Paulo Fonseca a déjà perdu 5 matchs, trois dans le championnat (avec Parma, Fiorentina et Naples), deux en Ligue des champions (avec Liverpool et Bayer Leverkusen) et, se limitant aux Horizons Scudetti, a déjà de très petites possibilités pour gagner le Titre, à moins qu'il ne répète ce qui est fait par la Juventus avec Massimiliano Allegri en 2015/16: le Bianconeri des points en avait même 12 après 10 jours, avec la Roma d'abord à 23 ans, mais cette équipe avait remporté les 4 championnats précédents, tandis que ce Milan est toujours un chantier de construction ouvert.
Il faut dire pour l'honnêteté intellectuelle que le premier choix de Julen Lopetegui a été, qui a permis à West Ham après que l'émeute des fans ait brûlé sa candidature faisant autorité.
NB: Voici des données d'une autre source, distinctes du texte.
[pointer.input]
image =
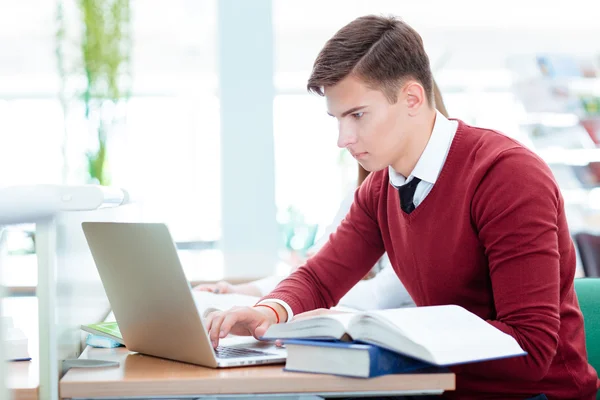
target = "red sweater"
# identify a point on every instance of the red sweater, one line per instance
(491, 236)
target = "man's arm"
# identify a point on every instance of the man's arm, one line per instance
(516, 210)
(348, 255)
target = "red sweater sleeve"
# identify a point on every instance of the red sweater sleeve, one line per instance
(350, 253)
(515, 210)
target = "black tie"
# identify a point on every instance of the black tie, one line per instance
(407, 192)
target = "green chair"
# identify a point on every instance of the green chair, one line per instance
(588, 294)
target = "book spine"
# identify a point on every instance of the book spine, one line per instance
(383, 362)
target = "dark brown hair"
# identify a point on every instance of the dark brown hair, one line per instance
(441, 107)
(382, 51)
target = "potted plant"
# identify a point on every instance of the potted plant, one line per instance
(93, 50)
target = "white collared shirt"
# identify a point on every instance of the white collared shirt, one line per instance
(428, 169)
(432, 160)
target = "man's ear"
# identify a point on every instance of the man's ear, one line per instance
(414, 95)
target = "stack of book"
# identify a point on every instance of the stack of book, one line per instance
(369, 344)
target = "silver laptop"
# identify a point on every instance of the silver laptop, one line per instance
(152, 299)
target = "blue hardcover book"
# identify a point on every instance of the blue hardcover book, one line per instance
(347, 359)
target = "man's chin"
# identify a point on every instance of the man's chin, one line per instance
(371, 167)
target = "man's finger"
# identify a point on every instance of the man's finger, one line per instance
(214, 329)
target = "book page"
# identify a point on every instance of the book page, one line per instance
(450, 333)
(325, 326)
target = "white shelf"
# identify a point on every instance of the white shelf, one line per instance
(570, 156)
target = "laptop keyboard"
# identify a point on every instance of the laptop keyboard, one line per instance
(236, 352)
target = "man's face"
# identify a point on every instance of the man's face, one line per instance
(372, 129)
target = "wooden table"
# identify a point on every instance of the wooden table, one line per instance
(145, 376)
(24, 376)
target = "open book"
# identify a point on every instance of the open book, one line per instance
(440, 335)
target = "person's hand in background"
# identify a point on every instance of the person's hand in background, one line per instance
(220, 287)
(224, 287)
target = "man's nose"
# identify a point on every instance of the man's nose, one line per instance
(345, 137)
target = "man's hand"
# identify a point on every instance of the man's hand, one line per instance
(316, 313)
(220, 287)
(241, 321)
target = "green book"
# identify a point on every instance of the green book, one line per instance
(107, 329)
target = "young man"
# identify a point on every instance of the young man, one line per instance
(467, 216)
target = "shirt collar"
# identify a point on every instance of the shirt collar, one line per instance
(432, 159)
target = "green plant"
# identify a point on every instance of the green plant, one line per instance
(101, 59)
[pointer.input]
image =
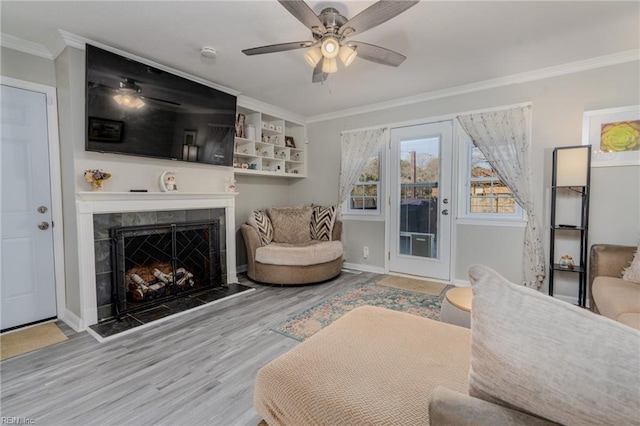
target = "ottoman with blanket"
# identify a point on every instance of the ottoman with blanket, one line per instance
(288, 245)
(528, 359)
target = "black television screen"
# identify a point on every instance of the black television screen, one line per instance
(133, 108)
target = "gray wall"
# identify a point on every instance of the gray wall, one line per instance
(27, 67)
(558, 107)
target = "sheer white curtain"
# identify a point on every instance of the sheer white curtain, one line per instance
(357, 147)
(504, 139)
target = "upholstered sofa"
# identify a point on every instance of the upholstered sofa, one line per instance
(528, 359)
(611, 289)
(302, 247)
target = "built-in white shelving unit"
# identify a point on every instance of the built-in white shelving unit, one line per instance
(277, 148)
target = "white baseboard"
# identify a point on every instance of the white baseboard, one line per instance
(461, 283)
(72, 320)
(569, 299)
(363, 268)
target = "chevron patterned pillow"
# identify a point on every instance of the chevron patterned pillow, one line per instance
(261, 223)
(322, 220)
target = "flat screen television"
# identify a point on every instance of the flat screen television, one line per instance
(135, 109)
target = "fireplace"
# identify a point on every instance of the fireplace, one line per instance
(98, 212)
(154, 264)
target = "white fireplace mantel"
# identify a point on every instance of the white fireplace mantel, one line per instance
(90, 203)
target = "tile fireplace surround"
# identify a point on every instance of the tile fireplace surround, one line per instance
(89, 204)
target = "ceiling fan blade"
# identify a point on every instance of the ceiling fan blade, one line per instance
(318, 75)
(273, 48)
(375, 15)
(304, 14)
(377, 54)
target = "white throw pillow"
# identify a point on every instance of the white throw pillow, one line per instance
(540, 355)
(632, 273)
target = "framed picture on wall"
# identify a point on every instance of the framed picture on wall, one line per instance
(103, 130)
(190, 137)
(614, 135)
(288, 142)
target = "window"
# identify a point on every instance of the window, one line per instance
(484, 196)
(365, 196)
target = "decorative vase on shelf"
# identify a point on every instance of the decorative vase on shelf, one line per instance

Lopetegui qui va encore pire que Fonseca et il a eu sa fortune - quand il semblait maintenant être destiné au Junner - pour trouver le Manchester United d'Erik Ten sur son chemin, puis élevé par l'affectation juste après le KO avec les Hammers.
Le banc, cependant, grince à nouveau pour l'ancien entraîneur d'Espagne, 13e au classement avec 3 victoires, 2 matchs nuls et 4 KO. #Nopestui, il n'est même pas arrivé et sur les réseaux sociaux, Milan est déjà un différend!